Range of values to uniformly sample sequence lengths from.

If a single value is specified, then all sequences will have equal length.

variance_range: tuple(float, float) or float

Lower and upper range of the uniform hyperprior on the GP prior’s variance kernel hyperparameter.

If a single value is specified, then this value is used as the variance rather than placing a hyperprior.

lengthscale_range: tuple(float, float) or float

Lower and upper range of the uniform hyperprior on the GP prior’s lengthscale kernel hyperparameter.

If a single value is specified, then this value is used as the lengthscale rather than placing a hyperprior.

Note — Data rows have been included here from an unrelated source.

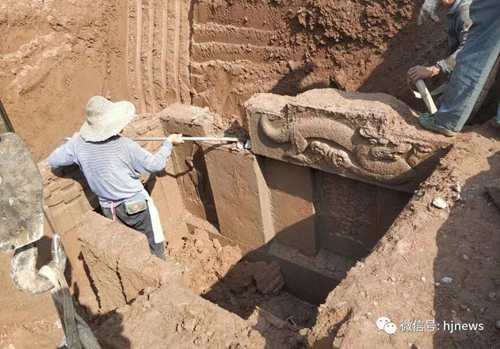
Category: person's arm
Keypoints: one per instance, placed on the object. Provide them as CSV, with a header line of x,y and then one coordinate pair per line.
x,y
64,155
145,162
447,65
420,72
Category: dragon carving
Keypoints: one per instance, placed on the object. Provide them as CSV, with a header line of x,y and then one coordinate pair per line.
x,y
341,147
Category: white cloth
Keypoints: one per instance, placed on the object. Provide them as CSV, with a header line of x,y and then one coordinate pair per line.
x,y
155,218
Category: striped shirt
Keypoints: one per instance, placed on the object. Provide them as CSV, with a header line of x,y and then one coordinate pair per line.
x,y
112,167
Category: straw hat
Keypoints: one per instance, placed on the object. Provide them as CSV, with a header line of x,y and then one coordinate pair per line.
x,y
105,118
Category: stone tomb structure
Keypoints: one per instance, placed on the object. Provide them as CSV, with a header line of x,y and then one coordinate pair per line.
x,y
360,157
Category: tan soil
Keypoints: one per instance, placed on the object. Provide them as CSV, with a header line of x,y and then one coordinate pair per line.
x,y
214,272
55,55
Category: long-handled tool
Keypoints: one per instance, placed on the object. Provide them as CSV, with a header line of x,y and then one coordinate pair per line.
x,y
200,139
425,94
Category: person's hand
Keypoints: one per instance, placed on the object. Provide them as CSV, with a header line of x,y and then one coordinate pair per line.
x,y
175,139
428,11
420,72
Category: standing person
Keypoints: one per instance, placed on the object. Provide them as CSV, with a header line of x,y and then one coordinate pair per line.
x,y
474,64
459,23
112,166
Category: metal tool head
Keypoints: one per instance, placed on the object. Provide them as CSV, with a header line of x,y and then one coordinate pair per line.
x,y
21,199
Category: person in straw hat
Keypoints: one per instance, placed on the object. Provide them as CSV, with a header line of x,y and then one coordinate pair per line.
x,y
113,164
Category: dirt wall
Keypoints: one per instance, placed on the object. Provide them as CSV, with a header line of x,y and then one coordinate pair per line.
x,y
53,57
286,47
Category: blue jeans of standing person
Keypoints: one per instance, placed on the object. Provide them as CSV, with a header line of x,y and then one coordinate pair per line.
x,y
474,64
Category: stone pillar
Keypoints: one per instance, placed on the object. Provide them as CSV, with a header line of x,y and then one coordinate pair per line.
x,y
241,195
188,159
292,199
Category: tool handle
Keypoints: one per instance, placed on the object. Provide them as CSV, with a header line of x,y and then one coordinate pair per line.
x,y
162,139
426,96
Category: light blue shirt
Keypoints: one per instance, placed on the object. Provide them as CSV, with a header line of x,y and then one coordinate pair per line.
x,y
113,167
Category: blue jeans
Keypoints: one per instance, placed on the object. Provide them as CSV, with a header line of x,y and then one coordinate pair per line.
x,y
474,64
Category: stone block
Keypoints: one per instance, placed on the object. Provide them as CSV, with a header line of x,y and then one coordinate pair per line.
x,y
76,212
54,198
390,203
52,186
85,204
66,182
373,138
188,120
192,177
70,193
347,215
241,196
292,199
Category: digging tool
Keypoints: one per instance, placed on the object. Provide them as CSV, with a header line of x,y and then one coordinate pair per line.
x,y
189,139
425,95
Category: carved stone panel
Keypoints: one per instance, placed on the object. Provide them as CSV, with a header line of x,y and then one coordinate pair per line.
x,y
368,137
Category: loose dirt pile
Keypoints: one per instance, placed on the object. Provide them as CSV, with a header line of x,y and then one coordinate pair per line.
x,y
218,275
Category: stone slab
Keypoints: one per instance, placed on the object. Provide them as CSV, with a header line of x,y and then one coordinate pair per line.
x,y
188,120
373,138
193,180
292,198
241,195
347,215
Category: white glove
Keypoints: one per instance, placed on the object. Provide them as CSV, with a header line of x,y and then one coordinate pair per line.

random_state: numpy.random.RandomState, int, optional

A random state object or seed for reproducible randomness.

tslearn_kwargs: dict

Additional key-word arguments for the tslearn.clustering.TimeSeriesKMeans constructor.

The defaults are:

  • 'metric': 'dtw'

  • 'max_iter': 5

  • 'max_iter_barycenter': 5

  • 'n_jobs': -1

'n_clusters' and 'random_state' are overwritten by the n_classes and random_state arguments given to this function.

Returns
dataset:class:sequentia.datasets.Dataset

A dataset object representing the loaded digits.